Bug #538
closedWrite performance does not scale over multiple computers
0%
Description
I have ceph0.22.1 installed on a cluster of 208 lightly loaded 64-bit Linux nodes (RHEL5.5 ext3). The configuration is pretty much out of the box (no changes to replication or crush options). I've tested write performance with a couple of different benchmarks and they indicate that the total write throughput does not scale with the number of computers doing the writes. With 1 computer I can get about 63MB/sec, but with 4 I get as little as 33MB/sec (per node), with 8 I get 10MB/sec, with 16 I get 6MB/sec, and so on up to 208 nodes where I get under 1MB/sec per node. The cpu usage on the machine running cmon and cmds stays relatively low.
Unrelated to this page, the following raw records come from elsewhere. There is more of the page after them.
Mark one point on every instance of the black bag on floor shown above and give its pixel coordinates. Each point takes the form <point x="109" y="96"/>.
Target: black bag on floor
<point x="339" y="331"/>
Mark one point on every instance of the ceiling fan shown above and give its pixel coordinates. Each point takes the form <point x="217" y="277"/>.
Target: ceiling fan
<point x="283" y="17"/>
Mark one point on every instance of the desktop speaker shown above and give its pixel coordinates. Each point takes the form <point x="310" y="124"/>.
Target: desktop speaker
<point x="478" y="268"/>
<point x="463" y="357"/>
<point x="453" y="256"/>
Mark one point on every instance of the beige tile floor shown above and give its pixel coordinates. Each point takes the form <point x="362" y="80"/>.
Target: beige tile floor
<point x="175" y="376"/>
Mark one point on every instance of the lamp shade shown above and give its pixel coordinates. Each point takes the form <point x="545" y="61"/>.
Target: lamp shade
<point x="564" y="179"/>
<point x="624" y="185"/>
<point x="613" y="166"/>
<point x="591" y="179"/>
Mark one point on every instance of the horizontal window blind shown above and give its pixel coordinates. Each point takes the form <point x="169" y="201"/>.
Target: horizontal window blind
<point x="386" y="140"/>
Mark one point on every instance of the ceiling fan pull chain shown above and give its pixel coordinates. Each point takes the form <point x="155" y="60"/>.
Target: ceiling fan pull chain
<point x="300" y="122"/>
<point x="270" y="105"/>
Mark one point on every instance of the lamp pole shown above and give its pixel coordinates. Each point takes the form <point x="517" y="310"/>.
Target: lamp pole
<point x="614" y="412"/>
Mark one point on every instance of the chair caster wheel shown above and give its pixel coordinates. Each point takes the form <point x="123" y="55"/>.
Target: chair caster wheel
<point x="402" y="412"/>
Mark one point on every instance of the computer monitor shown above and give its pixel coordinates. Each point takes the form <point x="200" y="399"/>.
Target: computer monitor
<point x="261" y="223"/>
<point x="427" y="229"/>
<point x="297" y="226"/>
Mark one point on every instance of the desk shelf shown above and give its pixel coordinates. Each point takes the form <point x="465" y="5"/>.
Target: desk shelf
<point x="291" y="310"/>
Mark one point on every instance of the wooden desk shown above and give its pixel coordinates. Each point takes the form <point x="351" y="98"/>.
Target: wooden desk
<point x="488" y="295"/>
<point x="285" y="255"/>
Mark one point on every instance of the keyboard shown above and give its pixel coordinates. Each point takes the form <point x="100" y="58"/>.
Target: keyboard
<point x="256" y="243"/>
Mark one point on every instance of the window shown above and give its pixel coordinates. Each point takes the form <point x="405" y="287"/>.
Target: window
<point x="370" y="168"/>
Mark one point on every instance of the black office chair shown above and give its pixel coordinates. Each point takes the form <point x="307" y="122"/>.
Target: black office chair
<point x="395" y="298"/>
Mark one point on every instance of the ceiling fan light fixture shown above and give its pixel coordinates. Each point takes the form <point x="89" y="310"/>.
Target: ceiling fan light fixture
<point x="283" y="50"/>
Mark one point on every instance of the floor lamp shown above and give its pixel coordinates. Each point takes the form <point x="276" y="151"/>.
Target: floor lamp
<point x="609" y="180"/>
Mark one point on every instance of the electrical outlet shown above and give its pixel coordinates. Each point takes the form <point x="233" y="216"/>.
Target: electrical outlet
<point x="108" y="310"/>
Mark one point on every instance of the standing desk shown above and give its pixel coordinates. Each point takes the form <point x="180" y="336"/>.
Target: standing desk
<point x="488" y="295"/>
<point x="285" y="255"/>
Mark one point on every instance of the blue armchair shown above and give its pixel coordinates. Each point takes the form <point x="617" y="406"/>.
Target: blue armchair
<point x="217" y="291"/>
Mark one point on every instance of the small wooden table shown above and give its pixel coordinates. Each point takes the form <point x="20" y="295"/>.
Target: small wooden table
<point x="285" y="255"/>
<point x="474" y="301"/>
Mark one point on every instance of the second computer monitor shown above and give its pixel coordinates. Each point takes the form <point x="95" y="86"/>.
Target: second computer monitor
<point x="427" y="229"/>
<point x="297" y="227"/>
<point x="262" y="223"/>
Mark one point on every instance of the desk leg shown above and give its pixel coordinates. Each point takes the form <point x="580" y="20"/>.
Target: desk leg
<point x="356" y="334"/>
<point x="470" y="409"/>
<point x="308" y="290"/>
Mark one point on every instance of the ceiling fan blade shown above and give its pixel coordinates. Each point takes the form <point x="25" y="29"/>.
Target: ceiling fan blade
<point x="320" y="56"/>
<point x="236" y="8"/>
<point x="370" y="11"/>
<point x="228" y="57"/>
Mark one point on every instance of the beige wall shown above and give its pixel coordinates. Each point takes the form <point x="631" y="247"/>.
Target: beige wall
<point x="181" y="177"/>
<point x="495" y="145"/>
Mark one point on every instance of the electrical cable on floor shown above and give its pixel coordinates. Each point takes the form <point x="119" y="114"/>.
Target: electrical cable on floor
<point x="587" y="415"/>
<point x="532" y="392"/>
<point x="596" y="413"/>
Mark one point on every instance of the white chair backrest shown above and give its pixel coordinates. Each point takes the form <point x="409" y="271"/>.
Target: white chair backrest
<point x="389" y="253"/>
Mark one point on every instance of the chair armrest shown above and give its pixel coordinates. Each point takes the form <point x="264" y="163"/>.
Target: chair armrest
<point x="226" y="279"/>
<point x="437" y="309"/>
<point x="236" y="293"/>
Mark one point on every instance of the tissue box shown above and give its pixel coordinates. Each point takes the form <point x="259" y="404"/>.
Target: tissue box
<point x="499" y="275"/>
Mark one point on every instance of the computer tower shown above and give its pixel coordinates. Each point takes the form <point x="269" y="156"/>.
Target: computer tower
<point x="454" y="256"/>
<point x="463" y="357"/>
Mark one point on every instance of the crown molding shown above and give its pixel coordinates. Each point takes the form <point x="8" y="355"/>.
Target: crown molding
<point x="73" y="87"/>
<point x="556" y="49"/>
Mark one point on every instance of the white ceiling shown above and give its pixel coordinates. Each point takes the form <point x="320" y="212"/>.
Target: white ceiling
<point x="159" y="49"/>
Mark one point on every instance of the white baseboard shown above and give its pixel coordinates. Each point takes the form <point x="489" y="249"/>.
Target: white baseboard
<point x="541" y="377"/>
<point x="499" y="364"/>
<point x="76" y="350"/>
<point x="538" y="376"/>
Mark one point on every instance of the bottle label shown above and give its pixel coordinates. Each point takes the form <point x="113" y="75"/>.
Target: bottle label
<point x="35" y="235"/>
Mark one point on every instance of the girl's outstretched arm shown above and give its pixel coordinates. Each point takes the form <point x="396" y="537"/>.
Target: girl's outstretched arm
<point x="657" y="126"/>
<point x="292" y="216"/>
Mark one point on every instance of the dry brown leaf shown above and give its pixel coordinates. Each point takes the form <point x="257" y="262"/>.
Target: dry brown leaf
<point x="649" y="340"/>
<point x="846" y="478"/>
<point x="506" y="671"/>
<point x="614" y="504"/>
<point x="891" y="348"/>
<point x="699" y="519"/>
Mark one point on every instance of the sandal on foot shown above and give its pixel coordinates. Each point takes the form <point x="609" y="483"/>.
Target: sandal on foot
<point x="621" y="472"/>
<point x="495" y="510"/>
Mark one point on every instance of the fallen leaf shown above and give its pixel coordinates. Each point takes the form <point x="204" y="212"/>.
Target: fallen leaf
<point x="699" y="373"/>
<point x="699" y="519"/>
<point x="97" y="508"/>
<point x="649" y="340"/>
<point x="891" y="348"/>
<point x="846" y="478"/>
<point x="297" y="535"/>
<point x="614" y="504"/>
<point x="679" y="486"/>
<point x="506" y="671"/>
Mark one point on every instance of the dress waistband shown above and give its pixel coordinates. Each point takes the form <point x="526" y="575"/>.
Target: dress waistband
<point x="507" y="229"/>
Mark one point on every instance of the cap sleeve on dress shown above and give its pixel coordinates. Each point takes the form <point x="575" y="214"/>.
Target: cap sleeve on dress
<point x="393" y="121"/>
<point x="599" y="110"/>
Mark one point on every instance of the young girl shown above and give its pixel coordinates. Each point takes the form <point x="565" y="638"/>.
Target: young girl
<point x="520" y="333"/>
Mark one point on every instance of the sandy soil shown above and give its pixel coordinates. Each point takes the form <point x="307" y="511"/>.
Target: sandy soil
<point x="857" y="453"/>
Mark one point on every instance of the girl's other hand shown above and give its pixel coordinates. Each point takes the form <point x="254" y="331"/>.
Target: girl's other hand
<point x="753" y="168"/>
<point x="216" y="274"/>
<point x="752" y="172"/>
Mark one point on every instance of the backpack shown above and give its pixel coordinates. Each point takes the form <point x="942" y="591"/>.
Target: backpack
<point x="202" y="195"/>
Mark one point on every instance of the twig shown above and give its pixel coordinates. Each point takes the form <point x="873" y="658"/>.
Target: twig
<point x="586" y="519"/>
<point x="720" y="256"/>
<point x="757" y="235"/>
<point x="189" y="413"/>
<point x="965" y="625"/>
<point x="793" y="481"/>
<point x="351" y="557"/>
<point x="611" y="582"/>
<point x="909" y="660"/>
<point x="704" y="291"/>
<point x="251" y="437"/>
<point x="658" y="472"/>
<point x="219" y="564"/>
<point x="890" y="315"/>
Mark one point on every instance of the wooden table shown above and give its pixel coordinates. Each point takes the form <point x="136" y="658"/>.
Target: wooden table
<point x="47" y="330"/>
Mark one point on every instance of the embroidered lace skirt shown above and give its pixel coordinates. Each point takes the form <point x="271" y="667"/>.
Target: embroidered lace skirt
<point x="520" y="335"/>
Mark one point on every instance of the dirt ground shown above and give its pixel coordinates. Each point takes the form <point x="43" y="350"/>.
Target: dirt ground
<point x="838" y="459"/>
I tried it with the high level cfuse file system writes and the low level rados writes with similar results. For example here are some results using the "rados bench" command on one machine and on multiple machines. (The mpirun program runs a program simultaneously on multiple computers, the number specified by the -np option).
> rados bench 10 write -p benchpool | grep Bandwidth | sort -n -k3 Bandwidth (MB/sec): 62.686 > mpirun -np 4 rados bench 10 write -p benchpool | grep Bandwidth | sort -n -k3 Bandwidth (MB/sec): 33.410 Bandwidth (MB/sec): 37.618 Bandwidth (MB/sec): 38.106 Bandwidth (MB/sec): 59.590 > mpirun -np 8 rados bench 10 write -p benchpool | grep Bandwidth | sort -n -k3 Bandwidth (MB/sec): 9.931 Bandwidth (MB/sec): 15.875 ... Bandwidth (MB/sec): 27.801 Bandwidth (MB/sec): 34.115 > mpirun -np 16 rados bench 10 write -p benchpool | grep Bandwidth | sort -n -k3 Bandwidth (MB/sec): 6.240 Bandwidth (MB/sec): 7.860 ... Bandwidth (MB/sec): 12.906 Bandwidth (MB/sec): 15.725 > mpirun -np 32 rados bench 10 write -p benchpool | grep Bandwidth | sort -n -k3 Bandwidth (MB/sec): 4.035 Bandwidth (MB/sec): 4.168 ... Bandwidth (MB/sec): 8.686 Bandwidth (MB/sec): 8.821 > mpirun -np 64 rados bench 10 write -p benchpool | grep Bandwidth | sort -n -k3 Bandwidth (MB/sec): 2.435 Bandwidth (MB/sec): 2.537 ... Bandwidth (MB/sec): 5.009 Bandwidth (MB/sec): 6.364 > mpirun -np 128 rados bench 10 write -p benchpool | grep Bandwidth | sort -n -k3 Bandwidth (MB/sec): 1.452 Bandwidth (MB/sec): 1.479 ... Bandwidth (MB/sec): 3.152 Bandwidth (MB/sec): 3.733 > mpirun -np 208 rados bench 10 write -p benchpool | grep Bandwidth | sort -n -k3 Bandwidth (MB/sec): 0.930 Bandwidth (MB/sec): 0.950 ... Bandwidth (MB/sec): 2.006 Bandwidth (MB/sec): 2.136
I would expect to see bandwidth drop slightly going from the 1 computer to 4 computer case, but then remain steady until it hit a network bottleneck. The disk drives on these machines give about 50MB/sec of write throughput, and they all have a 1Gbps Ethernet connection going to a fast switch that should do up to 40Gbps bisectional throughput.
I tried longer tests (same results) and I tried using -t 1 (worse results).